RETINOSIS PIGMENTARIA

¿Qué es la retinosis pigmentaria?

La retinosis pigmentaria (RP) es una distrofia hereditaria de la retina de carácter degenerativo y progresivo. Afecta habitualmente a los dos ojos provocando la pérdida gradual concéntrica de la visión periférica. La retinosis pigmentaria se puede presentar sola o asociada a otras enfermedades del cuerpo humano. En España, se estima que existen 25000 personas afectadas.

¿Cuáles son las causas de la retinosis pigmentaria?

La causa de una retinosis pigmentaria es genética. El patrón de herencia es clave ya que la pérdida de visión es precoz en las formas ligadas al sexo, incluso apreciable desde los 4-6 años llegando a ser ciegos legales (visión menor de 0,1) a la edad de 30-40 años. También puede suceder que lo padezcan pacientes que no tengan ningún familiar con esta enfermedad. Además, de los distintos tipos de retinosis pigmentaria que existen (autosómica dominante, autosómica recesiva, ligada al cromosoma X, mitocondrial y mutaciones esporádicas aisladas), en la forma recesiva la pérdida de la visión se produce algo más tarde, siendo en este caso la dominante la de mejor pronóstico ya que el deterioro comienza en la edad adulta conservando la buena visión por encima de los 60 años. 

Síntomas de la retinosis pigmentaria

El primer síntoma que el paciente va a experimentar es la dificultad para la visión nocturna y en condiciones de baja luminosidad. Del mismo modo, se produce una pérdida progresiva del campo visual periférico hasta formar una visión en túnel. Al ser un deterioro muy lento e indoloro el paciente puede llegar a retrasar su visita al oftalmólogo.

Tratamiento de la retinosis pigmentaria

Aunque se está avanzando mucho en el conocimiento de esta enfermedad rara, actualmente no existe ningún tratamiento eficaz para detener la evolución de la enfermedad.

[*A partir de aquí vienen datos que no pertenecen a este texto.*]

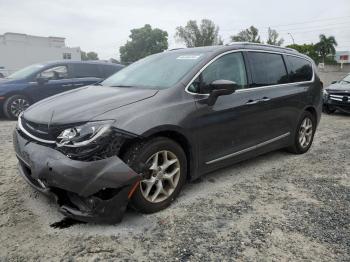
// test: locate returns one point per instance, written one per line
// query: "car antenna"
(48, 125)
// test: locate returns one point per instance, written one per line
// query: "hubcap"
(163, 177)
(305, 132)
(17, 106)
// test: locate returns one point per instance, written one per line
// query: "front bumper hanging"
(95, 191)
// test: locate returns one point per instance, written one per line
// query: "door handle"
(252, 102)
(264, 99)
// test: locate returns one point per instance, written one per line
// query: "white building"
(342, 56)
(20, 50)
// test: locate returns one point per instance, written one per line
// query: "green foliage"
(89, 56)
(144, 41)
(326, 46)
(250, 34)
(273, 38)
(307, 49)
(206, 34)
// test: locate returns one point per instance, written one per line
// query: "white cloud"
(103, 26)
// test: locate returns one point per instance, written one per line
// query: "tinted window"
(228, 67)
(299, 69)
(267, 69)
(86, 70)
(55, 73)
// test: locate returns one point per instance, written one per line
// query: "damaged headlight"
(325, 94)
(84, 134)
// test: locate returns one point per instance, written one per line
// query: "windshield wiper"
(122, 86)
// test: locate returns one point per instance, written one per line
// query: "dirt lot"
(276, 207)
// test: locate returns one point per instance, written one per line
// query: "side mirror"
(42, 80)
(220, 88)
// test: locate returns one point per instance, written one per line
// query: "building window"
(67, 56)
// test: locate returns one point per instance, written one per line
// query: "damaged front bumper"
(95, 191)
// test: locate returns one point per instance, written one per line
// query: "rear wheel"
(15, 105)
(163, 164)
(304, 134)
(328, 110)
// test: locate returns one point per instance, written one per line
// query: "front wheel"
(15, 105)
(164, 168)
(304, 134)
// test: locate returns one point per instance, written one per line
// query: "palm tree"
(326, 46)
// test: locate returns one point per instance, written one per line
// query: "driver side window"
(55, 73)
(228, 67)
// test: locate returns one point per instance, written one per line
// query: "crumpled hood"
(339, 87)
(83, 104)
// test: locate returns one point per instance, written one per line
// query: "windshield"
(25, 72)
(158, 71)
(346, 79)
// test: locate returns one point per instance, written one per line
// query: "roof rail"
(173, 49)
(259, 44)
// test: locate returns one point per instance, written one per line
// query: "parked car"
(163, 120)
(33, 83)
(337, 96)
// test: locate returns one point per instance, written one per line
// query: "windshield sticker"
(189, 57)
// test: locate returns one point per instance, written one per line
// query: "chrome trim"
(252, 88)
(248, 149)
(30, 135)
(262, 45)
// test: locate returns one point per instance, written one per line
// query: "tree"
(326, 46)
(273, 38)
(307, 49)
(206, 34)
(250, 34)
(144, 41)
(89, 56)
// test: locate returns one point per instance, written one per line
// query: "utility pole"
(292, 38)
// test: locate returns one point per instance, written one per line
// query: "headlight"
(84, 134)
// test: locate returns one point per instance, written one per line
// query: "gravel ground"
(277, 207)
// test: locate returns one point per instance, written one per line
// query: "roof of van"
(80, 62)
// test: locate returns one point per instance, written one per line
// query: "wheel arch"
(176, 134)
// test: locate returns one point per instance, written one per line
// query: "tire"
(14, 105)
(141, 157)
(328, 110)
(298, 147)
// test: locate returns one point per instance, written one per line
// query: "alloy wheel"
(163, 176)
(18, 105)
(305, 132)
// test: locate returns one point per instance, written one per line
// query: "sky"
(103, 26)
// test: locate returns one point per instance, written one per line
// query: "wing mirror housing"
(42, 80)
(220, 88)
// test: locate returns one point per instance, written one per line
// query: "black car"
(33, 83)
(165, 119)
(337, 96)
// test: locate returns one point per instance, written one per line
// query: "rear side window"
(267, 69)
(86, 70)
(299, 69)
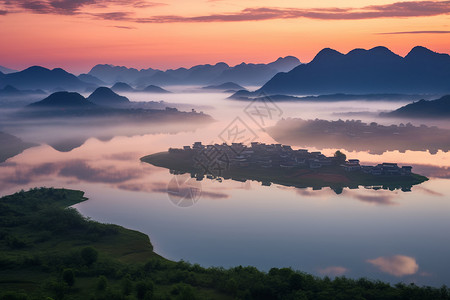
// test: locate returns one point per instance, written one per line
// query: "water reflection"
(358, 136)
(397, 265)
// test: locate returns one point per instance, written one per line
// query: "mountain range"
(244, 74)
(11, 146)
(377, 70)
(439, 108)
(5, 70)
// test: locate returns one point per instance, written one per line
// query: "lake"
(379, 234)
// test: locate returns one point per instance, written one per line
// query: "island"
(355, 135)
(11, 146)
(280, 164)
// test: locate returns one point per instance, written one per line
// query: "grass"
(41, 239)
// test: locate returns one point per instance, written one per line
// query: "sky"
(78, 34)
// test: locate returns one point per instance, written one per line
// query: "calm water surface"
(389, 235)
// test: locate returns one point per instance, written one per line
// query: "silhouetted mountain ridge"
(439, 108)
(42, 78)
(253, 74)
(105, 96)
(225, 87)
(155, 89)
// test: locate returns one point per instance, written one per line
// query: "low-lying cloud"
(394, 10)
(71, 7)
(418, 32)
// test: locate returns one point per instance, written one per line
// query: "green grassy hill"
(49, 251)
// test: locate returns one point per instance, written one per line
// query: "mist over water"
(380, 234)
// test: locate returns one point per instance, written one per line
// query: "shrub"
(69, 277)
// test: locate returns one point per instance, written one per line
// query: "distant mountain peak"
(63, 100)
(327, 53)
(420, 51)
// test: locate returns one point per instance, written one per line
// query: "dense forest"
(50, 251)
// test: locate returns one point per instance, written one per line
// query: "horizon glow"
(169, 34)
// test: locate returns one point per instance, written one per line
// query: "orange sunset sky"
(77, 34)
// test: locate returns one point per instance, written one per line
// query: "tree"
(102, 283)
(69, 277)
(144, 289)
(339, 157)
(89, 255)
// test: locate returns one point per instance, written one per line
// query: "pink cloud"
(397, 265)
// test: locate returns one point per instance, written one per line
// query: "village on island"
(268, 156)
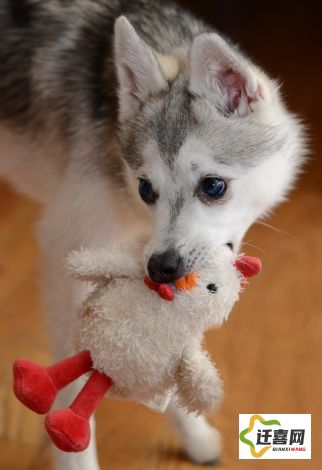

No obstante, algunos estudios con tratamientos con células madre, terapia génica o incluso la tecnología informática que ha desarrollado estudios con implantes de microchips subretinianos con resultados no desdeñables, lo que representa un futuro esperanzador a estos enfermos. 

Sin embargo, sí que existen terapias para paliar las posibles complicaciones que con frecuencia se puede desarrollar durante la evolución de la enfermedad: cataratas, edema macular, o membranas epirretinianas maculares. Es por esto que el seguimiento con sistemas de diagnóstico de última generación son indispensables.